The Three Musketeers: Nutrition, hydration and sleep
The first is effective nutrition. One should eat a balanced and nutritious diet that includes a good mix of key food groups such as protein, essential minerals like calcium, potassium and vitamins like vitamin D & B. Meal shots (small and frequent meals between an hour and 30 minutes) are really important before exercise to give oneself an energy kick.
Staying hydrated is of paramount importance. Adequate hydration is crucial to maintain health and minimize cramps and also to prevent dehydration, heat exhaustion, and heatstroke.
Sound sleep is an essential constituent of injury prevention programmes. It relieves fatigue accumulation, gives rest to the body, mind and increases attention span on field, in this way it decreases the possibility of injury occurrence on field.
Appropriate sports gear
Wearing protective gears such as helmets, gloves, protective pads, shin pads etc is vital to reduce chances of injury. Wear relaxed fit and breathable fabric to help prevent overheating and good running shoes supported by Gait Analysis to counter ground reaction force on joints. It also helps to correct certain foot problems that can lead to injury.
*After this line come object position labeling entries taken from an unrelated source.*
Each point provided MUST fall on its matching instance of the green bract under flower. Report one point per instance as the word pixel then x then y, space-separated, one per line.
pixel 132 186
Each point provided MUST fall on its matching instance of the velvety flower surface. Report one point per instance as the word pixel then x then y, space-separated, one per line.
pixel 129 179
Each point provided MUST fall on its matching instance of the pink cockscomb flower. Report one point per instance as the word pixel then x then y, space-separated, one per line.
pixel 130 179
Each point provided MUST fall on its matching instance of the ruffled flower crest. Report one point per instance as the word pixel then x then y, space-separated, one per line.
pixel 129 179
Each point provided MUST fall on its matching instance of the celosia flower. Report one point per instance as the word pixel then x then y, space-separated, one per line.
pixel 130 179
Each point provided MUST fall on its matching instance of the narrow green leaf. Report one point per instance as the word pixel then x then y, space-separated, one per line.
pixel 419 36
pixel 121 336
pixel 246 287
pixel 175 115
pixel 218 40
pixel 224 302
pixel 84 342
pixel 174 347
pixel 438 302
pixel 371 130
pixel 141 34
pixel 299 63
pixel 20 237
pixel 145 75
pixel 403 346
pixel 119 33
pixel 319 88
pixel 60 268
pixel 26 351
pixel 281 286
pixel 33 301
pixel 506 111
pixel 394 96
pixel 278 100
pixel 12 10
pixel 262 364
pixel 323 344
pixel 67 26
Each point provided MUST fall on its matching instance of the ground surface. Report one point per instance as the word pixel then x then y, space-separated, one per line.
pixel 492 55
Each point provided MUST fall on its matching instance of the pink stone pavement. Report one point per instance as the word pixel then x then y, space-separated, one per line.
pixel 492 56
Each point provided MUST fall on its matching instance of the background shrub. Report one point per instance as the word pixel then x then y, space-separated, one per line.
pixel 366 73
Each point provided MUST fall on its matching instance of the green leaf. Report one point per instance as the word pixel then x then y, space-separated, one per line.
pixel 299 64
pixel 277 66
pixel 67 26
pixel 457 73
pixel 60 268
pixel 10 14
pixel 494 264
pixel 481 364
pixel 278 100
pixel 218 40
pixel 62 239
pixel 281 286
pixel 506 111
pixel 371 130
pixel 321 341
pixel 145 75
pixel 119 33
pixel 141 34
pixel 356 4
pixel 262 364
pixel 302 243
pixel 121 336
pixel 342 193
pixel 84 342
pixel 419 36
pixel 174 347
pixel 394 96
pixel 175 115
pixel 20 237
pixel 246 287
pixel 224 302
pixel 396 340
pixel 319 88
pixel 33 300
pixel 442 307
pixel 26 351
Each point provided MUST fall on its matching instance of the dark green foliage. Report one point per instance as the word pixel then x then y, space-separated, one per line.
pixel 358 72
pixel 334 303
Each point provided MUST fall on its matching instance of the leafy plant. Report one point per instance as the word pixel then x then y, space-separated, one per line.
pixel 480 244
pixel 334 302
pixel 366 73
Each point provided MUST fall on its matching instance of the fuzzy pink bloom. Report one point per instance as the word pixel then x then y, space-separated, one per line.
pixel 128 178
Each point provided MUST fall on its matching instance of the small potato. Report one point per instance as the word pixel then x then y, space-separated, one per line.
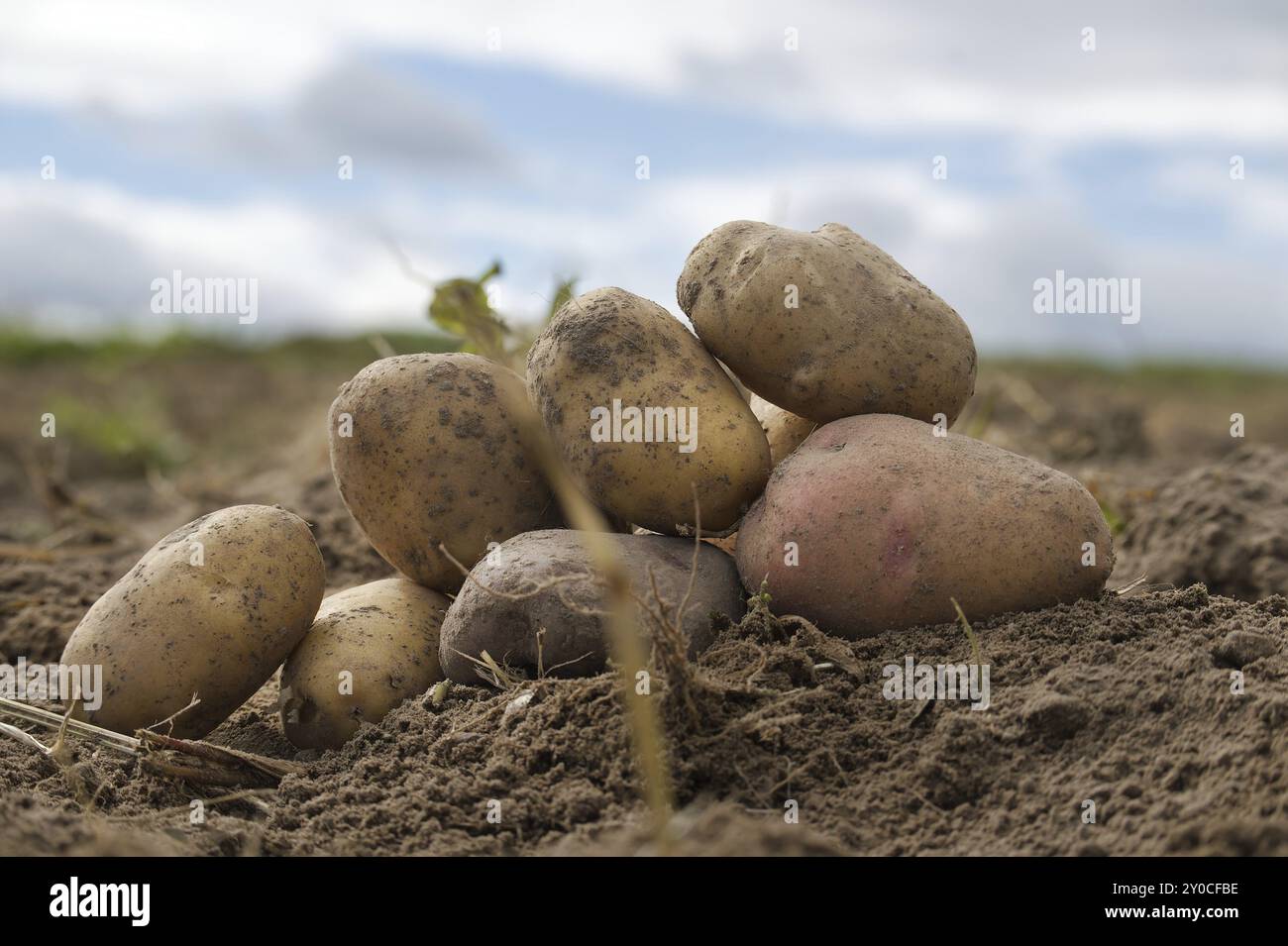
pixel 643 415
pixel 825 325
pixel 544 623
pixel 370 649
pixel 875 523
pixel 784 429
pixel 426 450
pixel 211 609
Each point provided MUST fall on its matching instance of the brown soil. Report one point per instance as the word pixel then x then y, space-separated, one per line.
pixel 1126 701
pixel 1224 523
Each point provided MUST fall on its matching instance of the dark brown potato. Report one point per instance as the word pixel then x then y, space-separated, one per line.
pixel 864 336
pixel 437 456
pixel 608 347
pixel 889 523
pixel 574 641
pixel 211 609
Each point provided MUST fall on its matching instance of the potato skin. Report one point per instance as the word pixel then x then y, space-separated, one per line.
pixel 575 641
pixel 170 628
pixel 437 456
pixel 784 429
pixel 385 635
pixel 609 344
pixel 867 338
pixel 893 521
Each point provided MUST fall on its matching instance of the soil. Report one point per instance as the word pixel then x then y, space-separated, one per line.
pixel 1164 705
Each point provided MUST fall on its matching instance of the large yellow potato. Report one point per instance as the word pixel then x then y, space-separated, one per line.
pixel 211 609
pixel 425 451
pixel 875 523
pixel 825 325
pixel 608 353
pixel 370 649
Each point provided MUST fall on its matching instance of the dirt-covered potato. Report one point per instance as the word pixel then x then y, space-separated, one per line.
pixel 370 649
pixel 875 523
pixel 643 413
pixel 210 610
pixel 825 325
pixel 425 451
pixel 784 429
pixel 557 631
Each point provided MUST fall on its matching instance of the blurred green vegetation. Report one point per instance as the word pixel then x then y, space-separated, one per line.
pixel 21 347
pixel 129 438
pixel 1160 373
The holy trinity: Warm-up, stretching & cool down (pre- and post-exercise)
One should always start with gentle warm up by stretching the relevant muscle groups before the activities. To accomplish this, one must warm-up with jumping jacks, stationary cycling or running or walking in place for three to five minutes or jogging before one starts your exercise and then again afterwards to help one’s muscles cool down slowly.
Training with an assessment of technique, strength and flexibility
Many injuries happen because of poor technique and form. Some time should be invested to learn your machine, sports and correct technique. It is safe to restart exercises with a personal trainer, professional coach and consult one’s sports medicine specialist for your strength assessment before returning to sports activities.
Listen Your Body and take your time
Tendency of pushing beyond limits is not good for players. Enough time to the body should be given while regaining strength so that the body can get adjusted with increasing stresses. Appropriate rest is required when one feels like it.
Pre-hab is always better than rehab
Injuries can derail the best-laid fitness plans. The bed rest further ruins our resolve to stick to a fitness routine. With recovery there is rebound pampering by the family which may further complicate diet management and end up in adding extra pounds. The best alternative way to manage these injuries is prevention of their occurrence by using the above simple tips.